Georgetown, Guyana – (September 7, 2019) Forty-six adolescent and out-of- school youths from 14 Cuyuni-Mazaruni (Region Seven) communities, yesterday, graduated from an Information and Communication Technology (ICT) workshop spearheaded by First Lady, Mrs. Sandra Granger.
Minister of State, Mrs. Dawn Hastings-Williams, also attended the ceremony, which was hosted at the Kamarang Primary School by 30 D.C Caesar Fox Secondary School students, who participated in a two-day STEM Guyana Robotics camp at Waramadong village.
Delivering her charge to the graduates, the First Lady emphasised the Government’s efforts to provide equal access to education to students in the hinterland and those on the coastland.
“Regardless of where you live in Guyana, you are living in the modern world and you have to be equipped to deal with it and this is why this programme is so important and is certified by the Board of Industrial Training…We have to start going to our interior locations so that the young people understand and can come to grips with technology and the knowledge that they need to perform in the modern world, because once we get technology, you will be able to communicate across your villages… and throughout the world, without having to leave your home.

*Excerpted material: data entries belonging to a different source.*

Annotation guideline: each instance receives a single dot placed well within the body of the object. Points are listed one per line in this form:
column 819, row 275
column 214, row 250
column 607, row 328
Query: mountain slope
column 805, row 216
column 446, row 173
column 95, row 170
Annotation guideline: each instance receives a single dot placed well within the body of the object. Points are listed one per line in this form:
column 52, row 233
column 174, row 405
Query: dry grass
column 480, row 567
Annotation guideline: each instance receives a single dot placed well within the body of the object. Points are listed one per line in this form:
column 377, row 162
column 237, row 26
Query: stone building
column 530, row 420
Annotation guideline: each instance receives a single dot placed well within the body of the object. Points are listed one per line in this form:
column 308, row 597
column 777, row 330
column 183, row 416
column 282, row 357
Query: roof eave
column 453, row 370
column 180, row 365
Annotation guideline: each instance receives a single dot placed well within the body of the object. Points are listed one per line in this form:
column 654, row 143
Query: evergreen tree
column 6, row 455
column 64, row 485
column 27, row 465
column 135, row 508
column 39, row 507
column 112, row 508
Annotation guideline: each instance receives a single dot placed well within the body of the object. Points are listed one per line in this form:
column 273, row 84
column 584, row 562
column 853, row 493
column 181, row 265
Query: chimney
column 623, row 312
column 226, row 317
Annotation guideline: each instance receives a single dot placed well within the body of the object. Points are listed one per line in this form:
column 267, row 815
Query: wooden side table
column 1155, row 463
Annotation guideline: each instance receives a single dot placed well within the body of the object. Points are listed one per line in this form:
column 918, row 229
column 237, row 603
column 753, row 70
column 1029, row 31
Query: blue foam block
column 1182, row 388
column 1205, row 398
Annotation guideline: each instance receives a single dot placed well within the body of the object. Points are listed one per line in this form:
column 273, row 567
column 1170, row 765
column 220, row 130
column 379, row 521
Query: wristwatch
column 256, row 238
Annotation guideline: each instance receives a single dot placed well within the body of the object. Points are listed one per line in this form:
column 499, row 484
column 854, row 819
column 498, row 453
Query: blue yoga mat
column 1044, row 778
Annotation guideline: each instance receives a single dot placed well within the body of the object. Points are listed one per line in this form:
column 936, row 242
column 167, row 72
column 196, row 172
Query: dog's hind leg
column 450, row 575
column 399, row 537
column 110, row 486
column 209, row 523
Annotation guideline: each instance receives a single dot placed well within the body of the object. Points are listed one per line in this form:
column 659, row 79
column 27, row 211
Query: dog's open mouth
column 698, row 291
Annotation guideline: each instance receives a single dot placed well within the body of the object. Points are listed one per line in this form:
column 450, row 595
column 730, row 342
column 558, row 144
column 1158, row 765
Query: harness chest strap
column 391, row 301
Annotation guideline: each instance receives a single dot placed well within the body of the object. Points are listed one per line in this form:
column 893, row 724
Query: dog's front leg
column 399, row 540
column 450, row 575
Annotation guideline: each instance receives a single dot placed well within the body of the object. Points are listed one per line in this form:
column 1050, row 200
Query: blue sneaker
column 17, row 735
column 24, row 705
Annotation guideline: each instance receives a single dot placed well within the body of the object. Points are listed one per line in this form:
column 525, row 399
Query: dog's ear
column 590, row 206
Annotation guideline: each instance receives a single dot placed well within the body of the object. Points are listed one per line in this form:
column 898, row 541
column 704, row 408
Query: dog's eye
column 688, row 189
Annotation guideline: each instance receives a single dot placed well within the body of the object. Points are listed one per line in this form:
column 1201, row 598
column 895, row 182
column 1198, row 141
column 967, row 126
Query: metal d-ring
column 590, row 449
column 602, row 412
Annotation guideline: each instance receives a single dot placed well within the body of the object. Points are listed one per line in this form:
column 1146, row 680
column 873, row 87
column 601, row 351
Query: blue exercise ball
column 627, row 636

You can work from home [and]you can create and share ideas …All of that you are going to learn through this,” Mrs. Granger said.
The almost month-long workshop was held in Kamarang.
Additionally, the First Lady donated two Robotic kits to the D.C Caesar Fox Secondary School, which subsequently received two more kits from Minister Hastings-Williams.
The Minister, in her remarks, said the ICT workshop is testimony of President David Granger’s vision and the Government’s policy on science and technology. She informed that through the Government, there is special funding available for science and technology initiatives.
“The Government of Guyana, under His Excellency, has established what we call NEST… [which] simply means National Endowment for Science and Technology. It is a special fund that the President puts aside every year and if a community or a school requests laptops or anything to do with science and technology, there is this special fund that the Ministry of the Presidency has to boost you up and fund some of the programs that you have,” Minister Hastings-Williams said.
She also told the participants that they were not lesser people because of their race or culture. “You are not inferior because you are Indigenous, if you are given the opportunities and the encouragement, the skills and tools and equipment, you can make it like anybody else,” she said.
Meanwhile, participant Ms. Barbalee John, speaking on behalf of the students, said that the workshop has boosted their confidence.
“We are now confident to work and develop our communities and our country … I want to say that we the youths of Upper- Mazaruni will become successful business owners and I have learnt that as business persons we sell solutions,” she said.
Regional Chairman of Cuyuni- Mazaruni (Region Seven), Mr. Gordon Bradford and other senior representatives of the Region; Chief Executive Officer of BIT, Mr. Richard Maughn and Vice Chairman of BIT, Mr. Donald Ainsworth also attended the ceremony.